Vx. Bonne franquette. Façon d'agir simple, sans embarras et sans cérémonie. Je pensais à cet homme épuisé de combats, retrouvant cette bonne franquette (Alain-Fournier, Corresp. [avec Rivière], 1907, p. 116). [Clemenceau] plaisait par un manque d'affectation, une bonne franquette, qui le mettaient tout de suite de plain-pied avec les jeunes gens (L. Daudet, Fant. et viv., 1914, p. 29).
− Loc. adv. À la bonne franquette. De manière franche, simple et sans façon. Personne ne veut vivre à cette bonne franquette, comme papa, toi et moi nous viverions [sic] (Balzac, Corresp., 1821, p. 101). Ces pauvres têtes (...) que François de Sales, infiniment plus sage, pacifierait en leur répétant qu'il faut aller avec Dieu comme avec les hommes, « à la grosse mode », « à la bonne franquette » (Bremond, Hist. sent. relig., t. 4, 1920, p. 469). Le laisser-aller du docteur, à la bonne franquette, était autrement sympathique (Aragon, Beaux quart., 1936, p. 98).
Rem. On relève la var. vieillie flanquette. C'était un sanctuaire sans façon, bien peuplé; l'on avait dû s'y entretenir avec la Vierge noire (...) de ses petites affaires (...) y prier à la bonne flanquette, ainsi que chez soi, sans gêne (Huysmans, Cathédr., 1898, p. 457).

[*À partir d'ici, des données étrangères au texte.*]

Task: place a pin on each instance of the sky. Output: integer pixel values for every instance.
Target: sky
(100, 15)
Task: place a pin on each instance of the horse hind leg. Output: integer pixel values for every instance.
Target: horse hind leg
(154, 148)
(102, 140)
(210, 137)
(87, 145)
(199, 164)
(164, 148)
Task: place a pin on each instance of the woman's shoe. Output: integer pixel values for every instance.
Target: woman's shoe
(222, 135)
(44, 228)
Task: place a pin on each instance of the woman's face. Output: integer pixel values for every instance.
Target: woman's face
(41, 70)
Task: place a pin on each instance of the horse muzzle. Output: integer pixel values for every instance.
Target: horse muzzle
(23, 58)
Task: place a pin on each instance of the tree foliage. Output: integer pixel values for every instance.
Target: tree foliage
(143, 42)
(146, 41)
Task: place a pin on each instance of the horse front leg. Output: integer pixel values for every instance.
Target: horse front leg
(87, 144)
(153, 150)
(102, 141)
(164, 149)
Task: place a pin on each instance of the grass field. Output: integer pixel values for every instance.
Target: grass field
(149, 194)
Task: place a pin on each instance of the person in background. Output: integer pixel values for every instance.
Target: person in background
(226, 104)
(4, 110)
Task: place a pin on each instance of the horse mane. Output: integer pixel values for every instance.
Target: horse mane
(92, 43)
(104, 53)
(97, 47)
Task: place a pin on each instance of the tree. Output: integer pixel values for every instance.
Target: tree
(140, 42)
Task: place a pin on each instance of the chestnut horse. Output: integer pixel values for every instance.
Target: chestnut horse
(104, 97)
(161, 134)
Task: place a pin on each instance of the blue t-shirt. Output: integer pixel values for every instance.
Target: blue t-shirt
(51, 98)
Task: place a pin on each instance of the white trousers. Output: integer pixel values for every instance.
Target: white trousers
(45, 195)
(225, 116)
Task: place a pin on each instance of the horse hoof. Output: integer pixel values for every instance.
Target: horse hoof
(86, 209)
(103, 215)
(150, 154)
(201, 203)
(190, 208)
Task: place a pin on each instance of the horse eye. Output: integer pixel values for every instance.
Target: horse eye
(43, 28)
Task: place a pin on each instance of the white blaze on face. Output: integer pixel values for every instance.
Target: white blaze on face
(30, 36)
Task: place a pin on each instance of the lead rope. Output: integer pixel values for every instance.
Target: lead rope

Prononc. et Orth. : [fʀɑ̃kεt]. Ds Ac. 1694-1932. Étymol. et Hist. Mil du xviie s. à la franquette « franchement, tout bonnement » (Mazarinades ds DG); 1741 à la bonne franquette (Favart, La Chercheuse d'esprit, sc. 8, p. 34). Prob. dér. normanno-picard de franc3*; suff. -ette*. Fréq. abs. littér. : 21.